Studierende der Bosporus-Universität in Istanbul versammelten sich am 4. Januar 2021, um gegen die Ernennung des neuen Rektors Melih Bulu durch Präsident Erdoğan zu protestieren. Zwischen dem 5. und 7. Januar führten bewaffnete BeamtInnen der Spezialeinheit Ozel Harekat Hausdurchsuchungen durch. Zahlreiche Studierende gaben an, dabei gefoltert oder anderweitig misshandelt worden zu sein. Die Sicherheitskräfte lösten die überwiegend friedliche Menge mithilfe von Tränengas und Wasserwerfern auf. Einige Studierende wurden über den Boden geschliffen, geschlagen und kurzzeitig in Gewahrsam genommen.

Laut ihren Rechtsbeiständen und von Amnesty International geführten Gesprächen mit den Betroffenen wurden die bei den Hausdurchsuchungen festgenommenen Studierenden misshandelt, indem die Sicherheitskräfte sie stiessen, sie zwangen sich hinzulegen, ihnen die Hände auf dem Rücken fesselten und sie in dieser Position eineinhalb Stunden lang festhielten. Ein_e StudentIn soll mit einem Polizeihelm auf den Kopf geschlagen worden sein und ein_e andere_r StudentIn gab an, dass ihm/ihr die BeamtInnen eine Pistole an den Kopf hielten, kurz nachdem sie das Haus betreten hatten. Mindestens acht Studierende beschrieben, dass sie gewaltsamen Leibesvisitationen unterzogen wurden – zum Teil mehr als einmal. Zwei LGBTI+-Studierenden soll sogar mit einer Vergewaltigung durch den Schlagstock gedroht worden sein. Ausserdem beleidigten die Sicherheitskräfte sie aufgrund ihrer sexuellen Orientierung und/oder ihrer Geschlechtsidentität. Während der Festnahme wurden sämtlichen Studierenden die Hände auf den Rücken gefesselt, während sie am Boden lagen. Bis heute liegen Berichte von mindestens 15 Studierenden vor, wonach sie auf dem Gelände des Krankenhauses, wohin man sie zu medizinischen Untersuchungen gebracht hatte, misshandelt wurden.
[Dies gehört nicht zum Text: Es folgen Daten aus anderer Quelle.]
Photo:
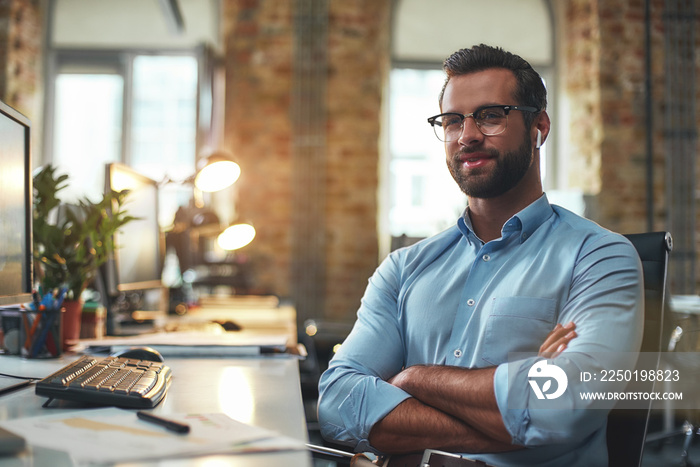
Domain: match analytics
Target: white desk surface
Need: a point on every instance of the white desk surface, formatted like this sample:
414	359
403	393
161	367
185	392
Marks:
259	391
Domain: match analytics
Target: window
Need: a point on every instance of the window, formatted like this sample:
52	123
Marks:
419	196
424	199
139	109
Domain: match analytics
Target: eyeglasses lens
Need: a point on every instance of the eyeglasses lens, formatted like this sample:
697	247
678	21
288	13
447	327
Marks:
490	121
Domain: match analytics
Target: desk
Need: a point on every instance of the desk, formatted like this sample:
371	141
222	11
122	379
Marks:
260	391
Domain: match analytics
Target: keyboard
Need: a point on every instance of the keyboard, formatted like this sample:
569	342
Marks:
115	381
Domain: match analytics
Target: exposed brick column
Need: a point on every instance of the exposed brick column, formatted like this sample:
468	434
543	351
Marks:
258	41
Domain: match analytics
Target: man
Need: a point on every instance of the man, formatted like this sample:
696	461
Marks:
427	363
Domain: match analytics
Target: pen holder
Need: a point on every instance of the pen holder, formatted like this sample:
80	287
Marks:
40	335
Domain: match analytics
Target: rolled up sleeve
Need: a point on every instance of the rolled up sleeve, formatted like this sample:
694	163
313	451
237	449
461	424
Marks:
354	394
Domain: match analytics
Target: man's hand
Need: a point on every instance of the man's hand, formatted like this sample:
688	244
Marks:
557	340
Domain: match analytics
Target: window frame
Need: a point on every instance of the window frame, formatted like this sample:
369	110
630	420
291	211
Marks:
109	61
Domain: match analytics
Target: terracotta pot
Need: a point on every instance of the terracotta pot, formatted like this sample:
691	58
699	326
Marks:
71	322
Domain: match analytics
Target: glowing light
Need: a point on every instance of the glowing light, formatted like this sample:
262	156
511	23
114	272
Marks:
217	176
311	330
237	236
236	395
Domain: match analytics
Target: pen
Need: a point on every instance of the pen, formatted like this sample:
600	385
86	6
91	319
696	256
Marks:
164	422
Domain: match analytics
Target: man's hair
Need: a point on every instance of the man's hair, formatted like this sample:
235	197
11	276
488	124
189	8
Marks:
530	89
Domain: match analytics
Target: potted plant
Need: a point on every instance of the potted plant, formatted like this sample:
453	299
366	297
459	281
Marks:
71	242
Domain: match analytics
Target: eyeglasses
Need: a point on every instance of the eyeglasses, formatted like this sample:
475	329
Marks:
490	120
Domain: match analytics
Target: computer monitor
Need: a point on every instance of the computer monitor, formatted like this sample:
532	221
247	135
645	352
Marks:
138	258
16	274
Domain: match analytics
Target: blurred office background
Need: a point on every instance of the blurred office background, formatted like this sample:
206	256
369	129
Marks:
323	104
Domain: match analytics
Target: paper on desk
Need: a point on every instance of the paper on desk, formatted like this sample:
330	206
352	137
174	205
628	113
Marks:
195	343
110	435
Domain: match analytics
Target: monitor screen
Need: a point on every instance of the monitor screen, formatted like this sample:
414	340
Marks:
138	256
15	208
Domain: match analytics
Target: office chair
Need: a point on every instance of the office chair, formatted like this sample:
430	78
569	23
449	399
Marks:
627	427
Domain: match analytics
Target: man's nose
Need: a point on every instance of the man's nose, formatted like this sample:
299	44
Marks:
470	133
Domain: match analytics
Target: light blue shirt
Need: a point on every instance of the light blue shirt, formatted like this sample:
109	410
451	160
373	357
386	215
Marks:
452	300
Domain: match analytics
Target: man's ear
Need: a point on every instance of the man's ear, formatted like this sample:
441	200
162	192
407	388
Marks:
541	127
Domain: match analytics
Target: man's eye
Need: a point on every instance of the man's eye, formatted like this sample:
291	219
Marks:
490	114
449	121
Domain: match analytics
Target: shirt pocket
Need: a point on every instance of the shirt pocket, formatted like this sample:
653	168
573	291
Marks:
517	324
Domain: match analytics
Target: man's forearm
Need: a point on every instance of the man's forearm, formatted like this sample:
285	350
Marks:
414	426
466	394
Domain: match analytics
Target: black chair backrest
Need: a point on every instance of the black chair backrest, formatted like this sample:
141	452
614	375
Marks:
627	427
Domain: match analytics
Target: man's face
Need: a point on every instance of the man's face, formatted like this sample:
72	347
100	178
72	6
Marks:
487	166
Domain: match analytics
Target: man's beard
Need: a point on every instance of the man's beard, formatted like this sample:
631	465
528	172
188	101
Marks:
510	169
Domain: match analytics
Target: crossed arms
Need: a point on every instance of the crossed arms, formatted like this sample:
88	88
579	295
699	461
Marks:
452	408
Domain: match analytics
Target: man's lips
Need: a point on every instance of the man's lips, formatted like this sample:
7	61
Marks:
475	159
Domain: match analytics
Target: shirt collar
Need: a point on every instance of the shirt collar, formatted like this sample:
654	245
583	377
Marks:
526	221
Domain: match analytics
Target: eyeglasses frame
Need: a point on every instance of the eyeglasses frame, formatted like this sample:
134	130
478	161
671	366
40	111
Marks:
506	109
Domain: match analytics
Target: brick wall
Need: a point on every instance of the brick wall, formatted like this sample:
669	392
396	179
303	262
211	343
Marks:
21	54
259	60
603	74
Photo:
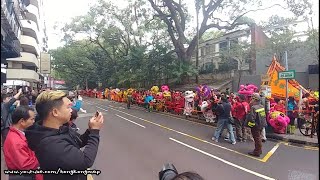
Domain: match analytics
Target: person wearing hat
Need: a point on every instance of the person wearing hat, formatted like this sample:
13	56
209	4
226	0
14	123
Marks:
256	120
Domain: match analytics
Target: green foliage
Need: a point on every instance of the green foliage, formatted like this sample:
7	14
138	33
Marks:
135	46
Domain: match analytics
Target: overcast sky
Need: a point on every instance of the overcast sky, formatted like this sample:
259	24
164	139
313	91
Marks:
61	11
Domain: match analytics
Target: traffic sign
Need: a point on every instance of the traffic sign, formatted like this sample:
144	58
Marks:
290	74
265	77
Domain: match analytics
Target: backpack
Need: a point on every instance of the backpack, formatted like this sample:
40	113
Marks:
258	118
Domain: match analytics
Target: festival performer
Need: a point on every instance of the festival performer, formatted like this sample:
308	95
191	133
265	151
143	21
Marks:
278	120
167	98
159	101
129	93
178	102
204	94
189	102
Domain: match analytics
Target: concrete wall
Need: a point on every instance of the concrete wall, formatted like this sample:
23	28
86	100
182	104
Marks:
314	81
304	79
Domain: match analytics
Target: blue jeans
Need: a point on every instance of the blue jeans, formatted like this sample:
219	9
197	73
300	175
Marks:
220	126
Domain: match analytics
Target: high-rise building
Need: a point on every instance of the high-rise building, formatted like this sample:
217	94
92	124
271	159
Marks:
12	11
23	70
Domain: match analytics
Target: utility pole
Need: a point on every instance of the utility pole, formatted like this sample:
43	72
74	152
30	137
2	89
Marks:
197	49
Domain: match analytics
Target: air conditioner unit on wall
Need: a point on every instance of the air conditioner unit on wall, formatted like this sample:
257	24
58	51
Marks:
313	69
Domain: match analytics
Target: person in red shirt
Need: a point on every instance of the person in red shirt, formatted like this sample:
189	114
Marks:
240	109
17	154
279	106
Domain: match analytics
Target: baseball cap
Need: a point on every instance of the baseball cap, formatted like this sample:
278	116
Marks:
256	96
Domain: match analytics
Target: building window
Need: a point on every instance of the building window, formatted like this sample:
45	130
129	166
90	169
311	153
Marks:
223	45
202	51
207	49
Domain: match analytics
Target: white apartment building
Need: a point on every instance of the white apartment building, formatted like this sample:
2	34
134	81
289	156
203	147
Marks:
25	70
209	50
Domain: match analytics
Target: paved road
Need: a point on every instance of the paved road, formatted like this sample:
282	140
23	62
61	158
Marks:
135	144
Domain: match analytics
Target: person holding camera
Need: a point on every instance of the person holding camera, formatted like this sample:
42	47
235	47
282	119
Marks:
57	145
6	102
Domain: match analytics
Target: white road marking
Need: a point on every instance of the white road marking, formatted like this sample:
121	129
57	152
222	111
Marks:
101	108
130	121
224	161
193	137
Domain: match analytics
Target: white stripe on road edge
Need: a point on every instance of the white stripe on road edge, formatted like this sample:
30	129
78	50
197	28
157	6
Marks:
130	121
224	161
193	137
101	108
270	153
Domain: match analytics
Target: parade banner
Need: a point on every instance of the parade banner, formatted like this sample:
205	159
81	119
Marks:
278	86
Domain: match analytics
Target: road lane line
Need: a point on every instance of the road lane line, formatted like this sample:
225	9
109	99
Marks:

Ein_e StudentIn geht davon aus, dass ihre_seine Misshandlung von dort anwesenden Personen gefilmt wurde.

Nach türkischem Recht und unter den beiden internationalen Menschenrechtsabkommen, deren Vertragsstaat die Türkei ist, darf das Recht auf Versammlungsfreiheit nicht willkürlich eingeschränkt werden. Folter und andere Misshandlungen sind nach türkischem und internationalem Recht unter allen Umständen verboten.

Alle während der Protestveranstaltung und den Hausdurchsuchungen festgenommenen Personen sind in der Zwischenzeit freigekommen, die Mehrheit von ihnen steht allerdings weiterhin unter gerichtlicher Kontrolle. Das Risiko der strafrechtlichen Verfolgung bleibt damit bestehen.